Physical illness was another problem for some. One single mother in particular suffered from a potentially terminal condition. All I could do was supportively listen. She was well able to work out her own strategies. She taught me much about house maintenance and decoration.
One common factor was resourceful women keeping afloat with not so able husbands who could not keep a job and were sometimes, although intelligent, dependent on alcohol. If we could demonstrate that without material or financial assistance children would need to be received into care, we were able to supply food vouchers which could not be used for alcohol or cigarettes. I would sometimes battle for small amounts of cash, arguing that the recipient should be permitted to make – usually his – own choices. Sometimes, of course, bad decisions were made.
Otherwise, financial and practical help was the province of various charities to which we could apply on behalf of our clients.
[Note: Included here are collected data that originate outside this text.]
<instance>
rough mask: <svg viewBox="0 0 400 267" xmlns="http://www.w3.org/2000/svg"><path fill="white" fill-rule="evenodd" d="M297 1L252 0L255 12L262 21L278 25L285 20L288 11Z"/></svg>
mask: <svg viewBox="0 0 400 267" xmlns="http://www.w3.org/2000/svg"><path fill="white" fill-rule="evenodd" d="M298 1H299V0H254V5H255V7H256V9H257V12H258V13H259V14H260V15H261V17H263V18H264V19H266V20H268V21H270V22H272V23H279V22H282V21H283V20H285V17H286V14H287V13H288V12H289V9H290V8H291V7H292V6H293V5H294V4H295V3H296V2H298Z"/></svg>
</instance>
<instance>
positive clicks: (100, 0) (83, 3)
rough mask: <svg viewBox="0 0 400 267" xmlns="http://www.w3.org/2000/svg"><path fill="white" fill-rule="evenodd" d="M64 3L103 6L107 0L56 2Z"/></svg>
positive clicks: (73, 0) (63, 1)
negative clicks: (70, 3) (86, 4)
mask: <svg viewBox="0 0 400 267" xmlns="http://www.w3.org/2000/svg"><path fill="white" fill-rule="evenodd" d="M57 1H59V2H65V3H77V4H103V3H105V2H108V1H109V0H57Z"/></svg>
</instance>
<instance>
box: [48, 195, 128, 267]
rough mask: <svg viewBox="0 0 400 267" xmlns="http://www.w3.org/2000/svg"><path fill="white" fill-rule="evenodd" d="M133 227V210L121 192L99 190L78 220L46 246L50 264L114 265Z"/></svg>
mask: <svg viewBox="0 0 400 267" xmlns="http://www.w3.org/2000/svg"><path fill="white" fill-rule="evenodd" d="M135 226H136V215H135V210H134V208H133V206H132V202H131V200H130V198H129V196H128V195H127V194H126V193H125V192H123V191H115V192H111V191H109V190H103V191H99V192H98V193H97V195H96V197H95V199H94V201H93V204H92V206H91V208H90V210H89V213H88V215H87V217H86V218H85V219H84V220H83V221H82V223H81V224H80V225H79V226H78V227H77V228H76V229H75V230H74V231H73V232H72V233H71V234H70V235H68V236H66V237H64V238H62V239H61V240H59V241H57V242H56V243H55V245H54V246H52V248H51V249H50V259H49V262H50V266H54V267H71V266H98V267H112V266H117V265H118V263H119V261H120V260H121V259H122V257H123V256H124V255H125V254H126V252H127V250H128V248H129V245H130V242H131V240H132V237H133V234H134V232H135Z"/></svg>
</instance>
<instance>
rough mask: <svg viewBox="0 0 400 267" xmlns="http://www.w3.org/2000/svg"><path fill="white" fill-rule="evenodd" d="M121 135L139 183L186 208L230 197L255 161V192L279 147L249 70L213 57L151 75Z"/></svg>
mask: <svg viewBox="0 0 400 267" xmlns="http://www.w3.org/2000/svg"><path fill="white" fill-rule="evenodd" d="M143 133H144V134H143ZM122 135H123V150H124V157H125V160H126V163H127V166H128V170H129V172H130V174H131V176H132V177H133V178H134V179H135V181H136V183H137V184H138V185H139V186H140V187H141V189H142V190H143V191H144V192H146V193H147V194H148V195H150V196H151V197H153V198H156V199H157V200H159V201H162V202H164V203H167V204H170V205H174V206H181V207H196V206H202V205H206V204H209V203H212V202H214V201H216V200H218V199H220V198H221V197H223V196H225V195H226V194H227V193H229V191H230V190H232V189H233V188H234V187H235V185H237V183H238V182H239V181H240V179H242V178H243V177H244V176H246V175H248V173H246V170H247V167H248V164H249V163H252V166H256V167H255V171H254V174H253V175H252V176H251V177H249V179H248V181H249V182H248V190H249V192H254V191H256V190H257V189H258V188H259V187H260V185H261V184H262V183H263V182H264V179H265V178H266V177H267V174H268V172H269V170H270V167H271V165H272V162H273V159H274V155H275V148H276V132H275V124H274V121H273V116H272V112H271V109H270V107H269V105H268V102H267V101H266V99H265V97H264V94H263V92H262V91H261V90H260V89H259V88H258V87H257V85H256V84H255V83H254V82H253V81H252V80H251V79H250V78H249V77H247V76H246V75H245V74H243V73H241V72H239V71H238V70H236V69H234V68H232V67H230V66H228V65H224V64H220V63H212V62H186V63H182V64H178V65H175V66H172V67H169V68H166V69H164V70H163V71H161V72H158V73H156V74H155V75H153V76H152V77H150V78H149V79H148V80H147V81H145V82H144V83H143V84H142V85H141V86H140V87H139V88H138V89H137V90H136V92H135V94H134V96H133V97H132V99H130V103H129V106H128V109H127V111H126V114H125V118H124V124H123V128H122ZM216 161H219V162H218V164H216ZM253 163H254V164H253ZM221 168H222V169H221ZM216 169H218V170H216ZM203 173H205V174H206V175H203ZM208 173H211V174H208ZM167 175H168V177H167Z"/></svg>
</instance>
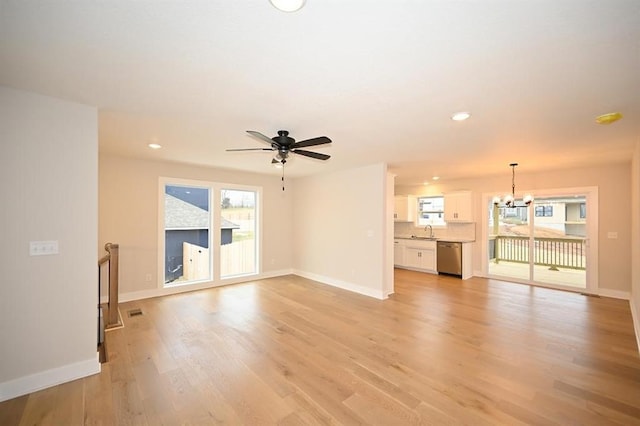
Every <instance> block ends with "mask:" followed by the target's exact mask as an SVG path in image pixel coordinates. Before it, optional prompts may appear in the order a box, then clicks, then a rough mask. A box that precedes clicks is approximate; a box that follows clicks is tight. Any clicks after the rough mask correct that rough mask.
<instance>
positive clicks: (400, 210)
mask: <svg viewBox="0 0 640 426" xmlns="http://www.w3.org/2000/svg"><path fill="white" fill-rule="evenodd" d="M417 212H418V205H417V204H416V197H414V196H412V195H396V196H395V209H394V211H393V220H395V221H396V222H415V221H416V214H417Z"/></svg>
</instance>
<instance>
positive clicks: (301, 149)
mask: <svg viewBox="0 0 640 426" xmlns="http://www.w3.org/2000/svg"><path fill="white" fill-rule="evenodd" d="M291 152H293V153H294V154H300V155H304V156H305V157H311V158H315V159H318V160H328V159H329V158H331V156H330V155H327V154H321V153H319V152H312V151H305V150H304V149H296V150H295V151H291Z"/></svg>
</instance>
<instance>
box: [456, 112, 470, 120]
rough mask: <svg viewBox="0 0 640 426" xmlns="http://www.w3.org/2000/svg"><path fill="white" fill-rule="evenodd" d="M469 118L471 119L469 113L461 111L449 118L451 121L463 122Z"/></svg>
mask: <svg viewBox="0 0 640 426" xmlns="http://www.w3.org/2000/svg"><path fill="white" fill-rule="evenodd" d="M469 117H471V113H470V112H466V111H461V112H456V113H455V114H453V115H452V116H451V119H452V120H453V121H464V120H466V119H467V118H469Z"/></svg>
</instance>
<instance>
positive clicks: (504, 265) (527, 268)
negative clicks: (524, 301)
mask: <svg viewBox="0 0 640 426" xmlns="http://www.w3.org/2000/svg"><path fill="white" fill-rule="evenodd" d="M515 205H516V206H523V207H506V206H495V205H494V204H493V203H491V202H490V203H489V232H488V235H489V240H488V243H489V247H488V252H489V265H488V266H489V267H488V272H489V275H493V276H500V277H505V278H514V279H516V280H521V281H522V280H526V281H528V280H530V279H531V265H530V251H531V250H530V246H531V244H530V238H529V237H530V221H529V208H528V207H526V206H524V203H523V202H522V199H516V200H515Z"/></svg>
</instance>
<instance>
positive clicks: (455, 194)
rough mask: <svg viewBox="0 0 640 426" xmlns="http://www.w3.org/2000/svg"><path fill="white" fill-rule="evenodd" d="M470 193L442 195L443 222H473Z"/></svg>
mask: <svg viewBox="0 0 640 426" xmlns="http://www.w3.org/2000/svg"><path fill="white" fill-rule="evenodd" d="M472 207H473V206H472V205H471V192H469V191H461V192H451V193H449V194H444V220H445V222H473V210H472Z"/></svg>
Of course we did find situations which needed active intervention leading to removal of children. These were usually the consequence of limited self control resulting in injury or neglect. Real evil was such a rarity that I always thought “there but for the grace of God go I” when, over the years, yet another inquiry was held into cases where, often inexperienced, Social Workers had been found not to have recognised it. How many of us would have done so?
During my time at Kingston no children from the families mentioned above were removed from their parents, although I did work with some who had been placed in care before my time. My task then included aiming towards a return home. In this I was rarely successful. Years later I was to meet one such mother in another part of London.